How To Limit Your Child’s Screen Time

Get your kids to appreciate family time better and be more engaged with decreased screen time.

According to the Kaiser Family Foundation, children under the age of six average about two hours of screen media a day, while children and teenagers (eight to 18 years old) average close to four hours of television screen time a day on top of two additional hours on the computer that doesn’t include schoolwork. This is on an everyday basis with school making up the majority of their day. So, with school holidays just around the corner (freeing up a lot more of their time), try our tips to encourage your kids to be more present as well as indulge in family bonding activities:

1. Set by example

This is a no-brainer but quite possibly the hardest. How many times have you found yourself staring at your phone while at the dinner table or when you’re supposed to be present with your family? Do your best to put your phone away when you’re home and if you must use your phone for work, make it a point to say, “Sorry, this is urgent as it is for work.” And once you’re done, put your phone away. That way, you’re making it clear to kids that you are using your phone for a reason as opposed to mindlessly indulging in screen time.

2. Put your phones away

Get a little container and before dinnertime, get everyone to place their phones inside it throughout the duration of dinnertime.
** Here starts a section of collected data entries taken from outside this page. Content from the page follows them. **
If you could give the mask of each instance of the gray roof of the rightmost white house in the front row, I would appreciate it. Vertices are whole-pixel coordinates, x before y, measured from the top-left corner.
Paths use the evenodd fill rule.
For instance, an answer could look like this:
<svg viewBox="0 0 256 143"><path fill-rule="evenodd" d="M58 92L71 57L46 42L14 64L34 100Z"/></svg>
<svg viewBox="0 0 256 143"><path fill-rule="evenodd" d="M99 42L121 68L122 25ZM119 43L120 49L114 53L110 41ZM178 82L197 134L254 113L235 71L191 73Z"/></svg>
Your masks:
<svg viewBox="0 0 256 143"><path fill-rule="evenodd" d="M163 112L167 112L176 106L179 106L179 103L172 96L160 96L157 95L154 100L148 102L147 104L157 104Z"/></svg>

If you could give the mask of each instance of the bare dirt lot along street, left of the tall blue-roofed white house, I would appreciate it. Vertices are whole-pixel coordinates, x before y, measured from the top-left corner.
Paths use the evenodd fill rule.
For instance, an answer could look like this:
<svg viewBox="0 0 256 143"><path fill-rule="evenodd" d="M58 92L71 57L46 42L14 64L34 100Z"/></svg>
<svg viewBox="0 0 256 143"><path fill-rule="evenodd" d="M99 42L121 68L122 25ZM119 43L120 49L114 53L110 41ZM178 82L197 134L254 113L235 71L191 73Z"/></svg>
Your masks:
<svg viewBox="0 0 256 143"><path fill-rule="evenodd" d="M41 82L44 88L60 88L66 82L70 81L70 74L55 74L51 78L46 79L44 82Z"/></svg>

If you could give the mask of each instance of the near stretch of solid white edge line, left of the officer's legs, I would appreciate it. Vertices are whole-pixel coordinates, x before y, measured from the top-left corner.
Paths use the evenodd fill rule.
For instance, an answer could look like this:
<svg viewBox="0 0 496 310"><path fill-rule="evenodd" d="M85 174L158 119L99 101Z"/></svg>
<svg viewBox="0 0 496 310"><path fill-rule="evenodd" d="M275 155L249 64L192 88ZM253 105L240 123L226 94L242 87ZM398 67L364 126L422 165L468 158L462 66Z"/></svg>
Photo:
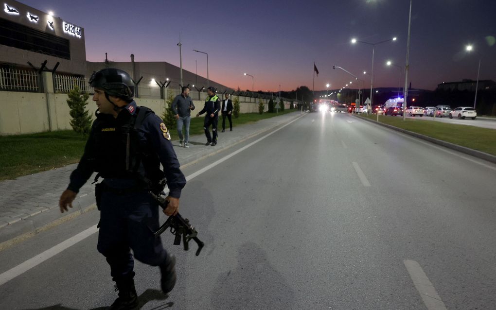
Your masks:
<svg viewBox="0 0 496 310"><path fill-rule="evenodd" d="M19 265L5 271L4 273L0 274L0 285L3 285L4 283L12 280L13 278L17 277L18 275L23 274L24 272L28 271L29 269L41 264L45 260L49 259L52 256L57 255L58 253L62 252L64 249L69 248L72 245L75 245L76 243L80 242L81 240L86 239L87 237L93 235L94 233L98 232L98 229L96 228L96 225L86 229L85 231L80 232L79 234L75 235L74 237L71 237L60 244L56 245L53 248L49 248L46 251L34 256L33 258L30 258L26 260L23 263L20 263Z"/></svg>

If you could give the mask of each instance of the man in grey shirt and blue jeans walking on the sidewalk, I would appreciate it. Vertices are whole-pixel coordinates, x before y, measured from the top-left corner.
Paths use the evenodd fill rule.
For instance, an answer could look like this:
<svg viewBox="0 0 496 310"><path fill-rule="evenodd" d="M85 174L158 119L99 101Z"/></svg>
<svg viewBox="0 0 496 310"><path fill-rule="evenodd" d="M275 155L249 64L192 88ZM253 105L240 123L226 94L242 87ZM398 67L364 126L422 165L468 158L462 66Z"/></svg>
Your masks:
<svg viewBox="0 0 496 310"><path fill-rule="evenodd" d="M172 112L176 115L178 123L178 136L182 147L189 148L189 123L191 121L191 110L194 110L194 104L189 97L189 87L181 88L181 95L177 95L172 102ZM185 126L185 136L183 139L183 124Z"/></svg>

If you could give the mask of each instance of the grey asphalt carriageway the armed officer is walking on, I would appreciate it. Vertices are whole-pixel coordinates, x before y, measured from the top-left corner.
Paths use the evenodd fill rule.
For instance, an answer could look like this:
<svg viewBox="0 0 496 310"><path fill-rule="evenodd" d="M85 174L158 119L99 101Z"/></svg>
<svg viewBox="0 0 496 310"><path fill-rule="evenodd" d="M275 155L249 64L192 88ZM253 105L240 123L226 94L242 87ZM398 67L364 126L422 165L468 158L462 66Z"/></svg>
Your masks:
<svg viewBox="0 0 496 310"><path fill-rule="evenodd" d="M158 268L136 263L139 309L496 305L494 164L348 114L310 113L184 172L181 213L206 246L194 256L194 244L184 251L165 233L178 284L166 299ZM92 211L0 252L0 309L110 305L97 221Z"/></svg>

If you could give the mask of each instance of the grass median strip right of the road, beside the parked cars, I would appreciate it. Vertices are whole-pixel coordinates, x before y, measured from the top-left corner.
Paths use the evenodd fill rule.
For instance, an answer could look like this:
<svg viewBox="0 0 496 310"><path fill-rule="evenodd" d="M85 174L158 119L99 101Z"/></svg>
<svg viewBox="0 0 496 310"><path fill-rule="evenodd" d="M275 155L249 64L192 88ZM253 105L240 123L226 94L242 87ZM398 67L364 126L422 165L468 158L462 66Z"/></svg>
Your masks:
<svg viewBox="0 0 496 310"><path fill-rule="evenodd" d="M376 115L361 114L360 117L376 120ZM472 122L471 120L467 122ZM475 121L477 122L477 121ZM420 133L434 139L468 147L496 156L496 129L471 125L446 124L425 121L422 118L406 119L379 115L379 123Z"/></svg>

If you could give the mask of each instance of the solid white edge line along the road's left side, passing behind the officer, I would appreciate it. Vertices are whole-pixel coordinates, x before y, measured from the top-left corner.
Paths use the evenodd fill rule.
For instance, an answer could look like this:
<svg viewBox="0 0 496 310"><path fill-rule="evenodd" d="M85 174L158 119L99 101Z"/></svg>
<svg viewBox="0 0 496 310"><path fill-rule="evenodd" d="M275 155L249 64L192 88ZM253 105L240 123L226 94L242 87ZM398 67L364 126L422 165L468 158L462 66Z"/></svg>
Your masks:
<svg viewBox="0 0 496 310"><path fill-rule="evenodd" d="M205 168L202 168L202 169L198 170L197 172L187 176L186 181L189 181L189 180L201 175L202 173L206 172L207 170L212 169L213 167L228 160L229 158L233 157L234 155L246 150L248 147L252 146L253 144L260 142L261 140L265 139L269 135L281 130L282 128L286 127L287 125L289 125L289 124L291 124L291 123L293 123L299 119L300 119L300 117L297 119L294 119L293 121L289 122L288 124L285 124L285 125L277 128L276 130L274 130L270 133L267 133L263 137L256 139L255 141L240 148L239 150L237 150L237 151L219 159L218 161L206 166ZM28 260L26 260L25 262L20 263L19 265L3 272L2 274L0 274L0 286L5 284L6 282L12 280L13 278L17 277L18 275L23 274L24 272L28 271L29 269L39 265L40 263L44 262L45 260L49 259L50 257L57 255L58 253L62 252L64 249L69 248L70 246L73 246L76 243L88 238L89 236L93 235L96 232L98 232L98 229L96 228L96 225L94 225L94 226L86 229L85 231L75 235L74 237L71 237L71 238L63 241L62 243L56 245L55 247L49 248L48 250L46 250L46 251L28 259Z"/></svg>

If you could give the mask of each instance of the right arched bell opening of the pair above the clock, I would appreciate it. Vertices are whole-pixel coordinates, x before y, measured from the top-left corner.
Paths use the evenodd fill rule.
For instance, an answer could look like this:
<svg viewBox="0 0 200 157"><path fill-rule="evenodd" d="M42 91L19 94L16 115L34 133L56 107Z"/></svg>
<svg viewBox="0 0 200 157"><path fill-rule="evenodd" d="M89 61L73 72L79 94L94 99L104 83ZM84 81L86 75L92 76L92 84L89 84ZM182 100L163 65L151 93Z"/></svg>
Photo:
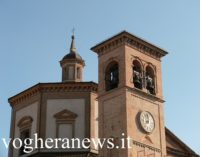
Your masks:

While it may feel almost forced at first, rest assured, you’ll notice a difference in about two weeks.

3. Conversation cards

You’ve probably noticed cards with interesting topics that spark conversation at various eateries. Why not bring that idea into your home? Get everyone to prepare about 10 questions each and write them down on flashcards. Mix and shuffle them into a pile and place it at the centre of the table. This will ensure there won’t be stilted conversations or awkward silence throughout the hour.

4. Encourage sleepovers

Your kids are less likely to indulge in screen time when they are with friends (this often doesn’t work with siblings especially if there’s a large age gap). Borrow or invest in a tent (it can even be kiddy-sized) so your child and his or her friends can have an adventurous time – pretending they are camping outdoors in the comfort of your backyard.

5. Involve them

Hold a meeting with your kids (if they are old enough to hold a conversation) and allow them to give their input on the appropriate amount of screen time they think they should be getting. Negotiate with them. This way, they are probably more prone to keeping what is agreed upon as opposed to rebelling if they feel they’ve been strong-armed into something.